Le 14 janvier 2020 en matinée, l’Ambassadeur de France Denys WIBAUX recevait la délégation française afin d’échanger sur les problématiques actuelles en Jamaïque en matière de sécurité intérieure. Pour mémoire, la Jamaïque est l’île caribéenne ou le taux d’homicide par habitant est le plus élevé. Il s’élève à 66 pour 100 000 habitants. Cette forte criminalité se concentre très majoritairement sur des règlements de compte entre gangs rivaux et se manifeste aussi lors des violences domestiques ou intra-familiales. Il est rare que les touristes ou ressortissants étrangers soient réellement victimes d’homicide ou d’assassinat. Dans ce cas, il s’agit bien souvent de victimes collatérales dans des zones de règlements de compte tenus par les gangs qu’il est préférable d’éviter.

En Jamaïque, l’essentiel des règlements de compte sont commis par arme à feu (trafic d’armes particulièrement soutenu) qui viennent majoritairement des Etats-Unis via Haïti. Lors d’épisodes particulièrement violents, il n’est pas rare que les forces de police et les militaires soient mutualisées pour sécuriser certaines zones particulièrement criminogènes et tenues par des gangs. Cela a été le cas avec des envois de troupes à Montego-Bay los de l’état d’urgence décrété par le 1er Ministre Jamaïcain Andrew Holmes le 07 juillet 2019 dans la Division Nord du pays dans les provinces de Saint James, Hanovre, Westmoreland ainsi que dans la Division sud dans la province de Saint Andrew South (dont fait partie la capitale Kingston).


Cet état d’urgence consiste en un déploiement de force des militaires et des policiers qui conduisent des opérations de contrôle d’identité, de filtrage, de fouilles de véhicules. Ils opèrent aussi des couvre-feu afin de sécuriser les lieux les plus criminogènes du pays dans un secteur donné et dans une période de temps limitée. L’état d’urgence était toujours actuellement en vigueur dans la Division sud de la région de Saint Andrew jusqu’à début janvier 2020.
Malgré cet état d’urgence, les zones touristiques demeurent toutefois préservées. Ainsi, l’état d’urgence décrété dans ces quatre régions n’a pas eu d’impact sur le tourisme en Jamaïque qui a enregistré plus de 04 millions de visiteurs dont plus de 9000 français (augmentation) en 2019.

 

Les forces de sécurité intérieure du pays Jamaïcains parviennent ainsi à « tenir » leurs zones et à contenir la violence des gangs. Les problématiques d’enlèvements de ressortissants étrangers sont donc beaucoup moins importantes que dans les pays d’Amérique centrale, du sud ou en Haïti.
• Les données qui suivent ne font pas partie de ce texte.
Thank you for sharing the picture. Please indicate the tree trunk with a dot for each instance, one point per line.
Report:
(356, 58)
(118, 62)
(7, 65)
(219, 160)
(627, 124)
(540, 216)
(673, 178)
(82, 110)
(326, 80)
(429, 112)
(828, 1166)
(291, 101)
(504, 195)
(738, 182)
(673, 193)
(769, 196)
 De gaucheà droite: le Deputy commissioner  McArthur SUTHERLAND, Sous Directeur des Affaires Internes / Anti-Corruption, l’expert technique ALCORCA Nicolas GONGORA,

l’Ambassadeur de France Denis WIBAUX, le Commissioner Antony ANDERSON ( DGPN Jamaïcain),

le Commissaire Général Henri CASTETS (ASI Haïti- République Dominicaine-Jamaïque )

et le Deputy Commissioner Fitz BAILEY, Sous-Directeur en charge des affaires criminelles de la JCF.

2/ Rencontre officielle avec la Police Jamaïcaine : Jamaican Constabulary Force ( JCF).
Le déplacement de la délégation française a permis de rencontrer le Major Général Antony ANDERSON, Commissioner of Jamaïcan Constabulary Force (équivalent de notre DGPN pour la Jamaïque) en poste depuis le 19 mars 2018. Il s’agit d’un militaire issu de la Jamaïca Defence Force (JDF) nommé à la tête de l’unique force de police en Jamaïque (JCF). Forte de 12 000 policiers, la Jamaïcan Constabulary Force (JCF) est rattachée au Ministère de la Sécurité Nationale et composée de plusieurs sous-directions.
Le Major Général Antony ANDERSON était assisté lors de cette réunion par deux adjoints : le Deputy Commissioner Fitz BAILEY, Sous-Directeur en charge des affaires Criminelles (Deputy Commissioner of Crime Division) et l’Inspecteur General Mac Artur SUTHERLAND, ex-Sous-Directeur en charge de la lutte contre le trafic de stupéfiants (Deputy Commissioner of Narcotics Division) qui a participé à plusieurs ateliers techniques ALCORCA et qui a été nommé récemment chef des affaires Internes et de la Division Anti-corruption (Head of Internal Affairs and anti-corruption). L’Ambassadeur de France en Jamaïque Denys WIBAUX participait à cette réunion afin d’échanger sur les problématiques sécuritaires.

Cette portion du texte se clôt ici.